Why it’s still relevant:
- Intuitive interface for product managers and designers
- Event-based cohorting and funnel tracking
- New export capabilities via Warehouse Connects (BQ support)
- Strong documentation and support community
If you crave a visual, drag-and-drop interface and want data engineering flexibility just under the hood, Mixpanel hits a sweet spot.
4. Snowplow – The Data Engineer’s Dream
Aimed at engineering-heavy teams, Snowplow offers complete ownership of event tracking infrastructure. Unlike others, Snowplow allows you to define custom event schemas and guarantees extremely rich behavioral data output.
What sets it apart is a deep ability to transform and model event data before storing it – and then stream it seamlessly into BigQuery, Snowflake, Redshift, or ClickHouse through its pipeline.
Great for teams that:
- Need raw, high-quality behavioral data for ML and real-time analytics
- Have strong DevOps or data engineering capabilities (it’s not plug-and-play)
- Plan to use their own BI layer or data product surface
Think of it as the data layer under your startup’s brain – feeding clean, structured information into models, dashboards, and experiments.
5. Countly – For Those Who Still Want the Real Deal (With Export Paths)
Countly still has a unique role for teams who want complete autonomy over analytics while sticking to its expansive, modular architecture. Though often self-hosted, Countly’s premium features offer database export options — a blessing for those tying into BigQuery or ClickHouse indirectly.
Core benefits:
- Custom plugins for push, notifications, or data syncs
- On-premise licensing for strict data governance
- Data export APIs and integration with ETL pipelines
- iOS, Android, and web SDKs out of the box
It’s especially popular in verticals with strict data controls such as finance, healthcare, or education-tech.
6. Segment (Twilio) – The OG Customer Data Platform
Segment remains a top-tier choice due to its plug-and-play nature, extensive destinations list, and downstream support for big names like BigQuery, Snowflake, Redshift, and more. It supports real-time event ingestion that flows into virtually any part of the modern analytics stack.
Why it works even now:
- Effortless connection of apps and websites to data warehouses
- Logging and error tracking features built-in
- New SQL Traits & Audiences features that push advanced personalization
- ClickHouse support via community-developed pipelines or partner tools
The main drawback? It can get pricey fast as your daily event volume and workspace complexity grow.
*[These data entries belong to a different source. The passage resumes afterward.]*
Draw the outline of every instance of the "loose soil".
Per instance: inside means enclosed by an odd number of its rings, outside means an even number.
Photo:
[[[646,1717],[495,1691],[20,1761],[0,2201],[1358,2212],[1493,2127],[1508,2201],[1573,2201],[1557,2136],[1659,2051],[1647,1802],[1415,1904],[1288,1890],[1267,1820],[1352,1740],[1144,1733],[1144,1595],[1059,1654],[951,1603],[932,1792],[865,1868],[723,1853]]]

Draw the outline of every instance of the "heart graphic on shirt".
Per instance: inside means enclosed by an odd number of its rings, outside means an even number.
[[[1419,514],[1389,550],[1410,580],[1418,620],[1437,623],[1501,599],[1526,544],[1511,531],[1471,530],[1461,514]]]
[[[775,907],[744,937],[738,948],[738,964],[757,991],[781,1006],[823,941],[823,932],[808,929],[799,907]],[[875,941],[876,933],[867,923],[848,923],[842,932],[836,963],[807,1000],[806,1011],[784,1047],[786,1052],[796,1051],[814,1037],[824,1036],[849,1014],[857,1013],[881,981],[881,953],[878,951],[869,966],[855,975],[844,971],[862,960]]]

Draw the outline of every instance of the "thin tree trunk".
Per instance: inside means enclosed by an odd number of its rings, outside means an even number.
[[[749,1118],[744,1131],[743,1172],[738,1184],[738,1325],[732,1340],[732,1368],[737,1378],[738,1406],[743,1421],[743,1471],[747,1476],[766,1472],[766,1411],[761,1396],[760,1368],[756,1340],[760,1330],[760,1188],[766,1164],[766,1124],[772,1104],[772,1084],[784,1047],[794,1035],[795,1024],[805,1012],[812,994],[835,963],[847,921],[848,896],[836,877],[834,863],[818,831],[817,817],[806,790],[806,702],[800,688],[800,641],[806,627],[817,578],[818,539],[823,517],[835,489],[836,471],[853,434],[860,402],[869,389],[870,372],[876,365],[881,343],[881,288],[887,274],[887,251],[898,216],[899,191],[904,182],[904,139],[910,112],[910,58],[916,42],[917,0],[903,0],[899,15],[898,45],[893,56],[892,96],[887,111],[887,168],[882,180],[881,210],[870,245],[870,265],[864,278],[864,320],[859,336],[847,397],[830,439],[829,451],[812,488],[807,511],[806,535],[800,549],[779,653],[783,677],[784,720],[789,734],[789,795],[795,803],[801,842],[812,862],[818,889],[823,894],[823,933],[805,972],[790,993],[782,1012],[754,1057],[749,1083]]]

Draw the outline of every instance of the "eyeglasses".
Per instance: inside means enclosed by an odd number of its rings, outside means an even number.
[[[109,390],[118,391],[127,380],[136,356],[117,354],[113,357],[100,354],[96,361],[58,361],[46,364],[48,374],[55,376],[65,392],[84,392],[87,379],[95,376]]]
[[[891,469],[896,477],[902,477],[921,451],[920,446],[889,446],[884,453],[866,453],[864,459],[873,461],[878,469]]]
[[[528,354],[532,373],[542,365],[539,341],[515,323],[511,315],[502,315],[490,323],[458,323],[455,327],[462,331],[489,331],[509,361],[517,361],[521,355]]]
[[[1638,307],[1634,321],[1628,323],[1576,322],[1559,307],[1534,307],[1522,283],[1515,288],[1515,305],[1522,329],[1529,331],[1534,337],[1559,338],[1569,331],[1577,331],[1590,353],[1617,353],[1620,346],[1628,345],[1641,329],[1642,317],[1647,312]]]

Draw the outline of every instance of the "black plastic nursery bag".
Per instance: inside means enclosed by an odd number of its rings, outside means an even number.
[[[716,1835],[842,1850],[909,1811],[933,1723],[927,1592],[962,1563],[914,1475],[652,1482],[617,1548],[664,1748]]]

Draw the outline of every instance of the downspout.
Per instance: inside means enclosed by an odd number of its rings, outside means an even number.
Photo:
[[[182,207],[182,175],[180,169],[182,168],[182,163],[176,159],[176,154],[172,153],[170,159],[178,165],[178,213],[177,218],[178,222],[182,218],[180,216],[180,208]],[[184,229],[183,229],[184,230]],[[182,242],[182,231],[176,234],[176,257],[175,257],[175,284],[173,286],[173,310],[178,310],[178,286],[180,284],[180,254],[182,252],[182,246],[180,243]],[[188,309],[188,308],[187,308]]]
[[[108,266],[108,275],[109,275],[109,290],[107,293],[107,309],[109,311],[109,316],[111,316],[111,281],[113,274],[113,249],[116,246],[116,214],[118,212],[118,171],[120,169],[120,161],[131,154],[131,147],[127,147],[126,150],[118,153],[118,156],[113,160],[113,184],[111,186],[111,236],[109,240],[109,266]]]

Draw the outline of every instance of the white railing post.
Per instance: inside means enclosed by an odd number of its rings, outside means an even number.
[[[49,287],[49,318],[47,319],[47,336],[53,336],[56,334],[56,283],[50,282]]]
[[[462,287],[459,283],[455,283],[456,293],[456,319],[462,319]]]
What Should Guide Your Decision?
For startups, choosing among these six tools may seem daunting. Start with a clear sense of your use case:
- Need instant insights with product-friendly interfaces? → Mixpanel or PostHog
- You prefer owning everything, with data engineers on your team? → Snowplow or Countly
- You’re focused on clean and portable event pipelines? → RudderStack or Segment
Tip: Define your “source of truth.” If your main reports live in BigQuery or ClickHouse, prioritize tools that send raw event data there reliably, with full schema transparency.
Final Thoughts
The best startups treat data like a first-class citizen from day one — not just as a reporting requirement, but as an essential layer to inform product, growth, and revenue decisions. With the tools above, you don’t have to choose between product-oriented analytics and deep data science readiness.
Whether you choose PostHog’s open-source stack, Snowplow’s ultra-custom pipelines, or Segment’s plug-and-play ecosystem, you’re guaranteed the muscle to track everything, learn fast, and push product confidently into the future.
And remember, your analytics system is never “done”. Build it like your product: iterate often, test assumptions, and scale wisely.